Hosting from AWS with GitHub
Back at it again
Well I certainly haven’t done much with this lately. Part of that is I just feel like I didn’t have much to say and part of it is the setup I had was a little too much of a pain to deploy. Because, you know, actually having to log in and push 2 or 3 buttons is so much of a pain. Anyway, I got a bug up my butt and figured out how to build things with AWS and GitHub and did a small project over at Evil Peep which has been sitting dormant for around 12 years. I figured while I was at it I might was well implement it for my site and use the opportunity to move from my old domain to this one! While I’m at it I figured I’d document what I did to make it all work.

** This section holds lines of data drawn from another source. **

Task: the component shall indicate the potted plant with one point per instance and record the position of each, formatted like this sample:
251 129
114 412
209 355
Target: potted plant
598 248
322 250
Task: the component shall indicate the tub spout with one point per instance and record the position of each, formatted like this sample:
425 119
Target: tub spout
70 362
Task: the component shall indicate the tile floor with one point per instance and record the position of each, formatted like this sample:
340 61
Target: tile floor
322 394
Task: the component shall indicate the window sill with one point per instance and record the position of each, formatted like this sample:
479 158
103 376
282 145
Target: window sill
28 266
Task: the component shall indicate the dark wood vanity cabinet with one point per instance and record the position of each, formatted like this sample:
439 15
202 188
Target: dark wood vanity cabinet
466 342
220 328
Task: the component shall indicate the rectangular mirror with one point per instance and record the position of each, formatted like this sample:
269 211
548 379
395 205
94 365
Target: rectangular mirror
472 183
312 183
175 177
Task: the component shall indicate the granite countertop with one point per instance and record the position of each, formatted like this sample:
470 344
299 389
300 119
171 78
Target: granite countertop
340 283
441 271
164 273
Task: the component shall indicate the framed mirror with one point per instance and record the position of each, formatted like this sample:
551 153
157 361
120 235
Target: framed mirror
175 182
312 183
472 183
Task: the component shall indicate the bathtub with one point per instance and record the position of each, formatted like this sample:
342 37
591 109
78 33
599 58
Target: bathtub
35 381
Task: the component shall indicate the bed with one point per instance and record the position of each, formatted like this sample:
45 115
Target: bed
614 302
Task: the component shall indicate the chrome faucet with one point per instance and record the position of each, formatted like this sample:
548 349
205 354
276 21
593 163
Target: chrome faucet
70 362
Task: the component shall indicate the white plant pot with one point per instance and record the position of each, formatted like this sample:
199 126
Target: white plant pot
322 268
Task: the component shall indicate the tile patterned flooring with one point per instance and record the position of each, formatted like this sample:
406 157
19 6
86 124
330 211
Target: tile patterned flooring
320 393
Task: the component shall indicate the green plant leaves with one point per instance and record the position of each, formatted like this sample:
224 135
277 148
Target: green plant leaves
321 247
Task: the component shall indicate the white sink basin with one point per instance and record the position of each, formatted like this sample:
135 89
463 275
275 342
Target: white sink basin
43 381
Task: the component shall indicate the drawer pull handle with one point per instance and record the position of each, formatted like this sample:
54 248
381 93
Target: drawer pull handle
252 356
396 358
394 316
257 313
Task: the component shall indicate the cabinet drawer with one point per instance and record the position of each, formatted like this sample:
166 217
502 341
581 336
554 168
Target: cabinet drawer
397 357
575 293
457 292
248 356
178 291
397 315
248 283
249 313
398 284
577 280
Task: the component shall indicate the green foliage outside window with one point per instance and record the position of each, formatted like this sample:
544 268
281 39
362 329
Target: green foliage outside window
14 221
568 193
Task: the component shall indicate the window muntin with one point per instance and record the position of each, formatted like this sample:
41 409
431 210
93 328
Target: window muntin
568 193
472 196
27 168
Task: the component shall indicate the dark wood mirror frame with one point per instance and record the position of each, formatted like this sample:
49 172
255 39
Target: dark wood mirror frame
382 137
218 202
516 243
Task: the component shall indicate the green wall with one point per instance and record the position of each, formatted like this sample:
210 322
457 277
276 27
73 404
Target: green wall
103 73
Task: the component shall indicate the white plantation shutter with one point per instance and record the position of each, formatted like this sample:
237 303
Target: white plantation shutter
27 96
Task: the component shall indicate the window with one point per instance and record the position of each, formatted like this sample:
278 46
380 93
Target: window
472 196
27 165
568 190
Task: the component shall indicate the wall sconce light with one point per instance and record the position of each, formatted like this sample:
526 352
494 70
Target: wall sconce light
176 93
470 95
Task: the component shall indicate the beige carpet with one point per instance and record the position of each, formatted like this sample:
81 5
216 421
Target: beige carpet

I like AWS for a couple of reasons: it’s fast, you’re only charged for what you use it’s an industry standard, and lots of people have done this stuff before me so I don’t have to figure it out myself.
Basic outline
Setting up static web hosting (S3) and https (CloudFront)
The list below is a very short summary of the steps from this article
- Sign up for Amazon AWS
- Create an AWS S3 bucket
- Create Bucket
- Set the permissions to public
- Edit the Bucket Policy
- Turn on static web hosting (in properties)
- Set up a repository on GitHub with my code
- Set up an AWS CodePipeline that pulled my code from GitHub anytime it was deployed to the S3 container
- Linked a CloudFront distribution to the S3 static website not the container that will cause problems (took me an hour to figure that out when I was moving this site onto AWS)
- Tranfer nameservers to AWS Route 53
- Set up https on CloudFront (because Google )
- Pointed Evil Peep at CloudFront through Route 53
- Created (okay I borrowed code lol) an AWS Lambda that invalidates the CloudFront distribution files every time I deployed
Updating CloudFront with Lambda
The last bit of work that needs done is to make sure that the CloudFront distribution gets updated after the S3 container is refreshed. Once the code from Lambda is added to your CodePipeline every time you deploy to GitHub the CloudFront distribution will automatically be invalidated which will force a refresh. Voila automatic website updates!